Resulta aplicable al caso, la tesis número I.6o.T.47 L emitida por este sexto tribunal, visible en el Semanario Judicial de la Federación y su Gaceta, Tomo VIII, julio de 1998, página 389, materia laboral, que dice: "REQUERIMIENTOS. NOTIFICACIÓN PERSONAL EN MATERIA LABORAL. DEBE HACERSE CUANDO AQUÉLLOS CONTENGAN ALGÚN APERCIBIMIENTO.-Los autos que contengan algún requerimiento acompañado de apercibimiento que implique una sanción, deben de notificarse personalmente ya que es un principio general de derecho y como tal, aplicable a los juicios laborales, que todo apercibimiento, para poder hacerse efectivo, debe notificarse personalmente a la parte a quien va dirigido, en términos de lo dispuesto por los artículos 17 y 742 fracción XII de la Ley Federal del Trabajo.".
Dado el efecto para el cual se concede el amparo, resulta innecesario el análisis del concepto de violación que hizo valer la quejosa, relativo a que la Junta responsable no tomó en cuenta que entre las demandadas y la actora sí existió relación de trabajo, resultando aplicable la jurisprudencia número J/15, emitida por este Sexto Tribunal Colegiado en Materia de Trabajo del Primer Circuito, que dice: "VIOLACIONES PROCESALES, CONCEDIDO EL AMPARO POR, ES INNECESARIO EL ESTUDIO DE LAS VIOLACIONES DE FONDO.-Resulta innecesario entrar al estudio de las violaciones de fondo aducidas en la demanda de amparo, si con motivo de la misma se concedió la protección de la Justicia Federal al quejoso, para el efecto de que se reponga el procedimiento por violaciones cometidas en el mismo, pues en cumplimiento de esta ejecutoria, la autoridad responsable deberá dictar un nuevo laudo donde las violaciones de fondo acusadas podrán ser reparadas al resolver de nueva cuenta el fondo del negocio." (Instancia: Tribunales Colegiados de Circuito.
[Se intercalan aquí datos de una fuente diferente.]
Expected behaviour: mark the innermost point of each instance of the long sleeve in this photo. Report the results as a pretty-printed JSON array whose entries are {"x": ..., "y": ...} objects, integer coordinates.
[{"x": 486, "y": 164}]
Fuente: Semanario Judicial de la Federación. Tomo VIII-Diciembre. Tesis: I.6o.T. J/15. Página: 141).
Por lo expuesto y fundado y con apoyo además en los artículos 184, 188 y 190 de la Ley de Amparo, es de resolverse y se resuelve:
ÚNICO.-La Justicia de la Unión ampara y protege a Azucena Martínez Sarone, contra el acto de la Junta Especial Número Diez de la Local de Conciliación y Arbitraje del Distrito Federal, que hizo consistir en el laudo de veintidós de septiembre del año dos mil, dictado en el expediente laboral 900/99, seguido por la quejosa en contra de Valera, Topete y Asociados, S.C., y/o Promociones Mexicanas de Desarrollo, S.A. de C.V., Corporación de Servicios Empresariales Mexicanos, S.A. de C.V., y/o Armando Varela Benito. El amparo se concede para el efecto precisado en la parte final del considerando que antecede.
Notifíquese; con testimonio de esta resolución, vuelvan los autos a su lugar de origen; háganse las anotaciones correspondientes en el libro de gobierno de este tribunal y, en su oportunidad, archívese el expediente.
Así, por unanimidad de votos, lo resolvió el Sexto Tribunal Colegiado en Materia de Trabajo del Primer Circuito, que integran los CC. Magistrados: presidenta Carolina Pichardo Blake, María del Rosario Mota Cienfuegos y Genaro Rivera, siendo relatora la segunda de los nombrados.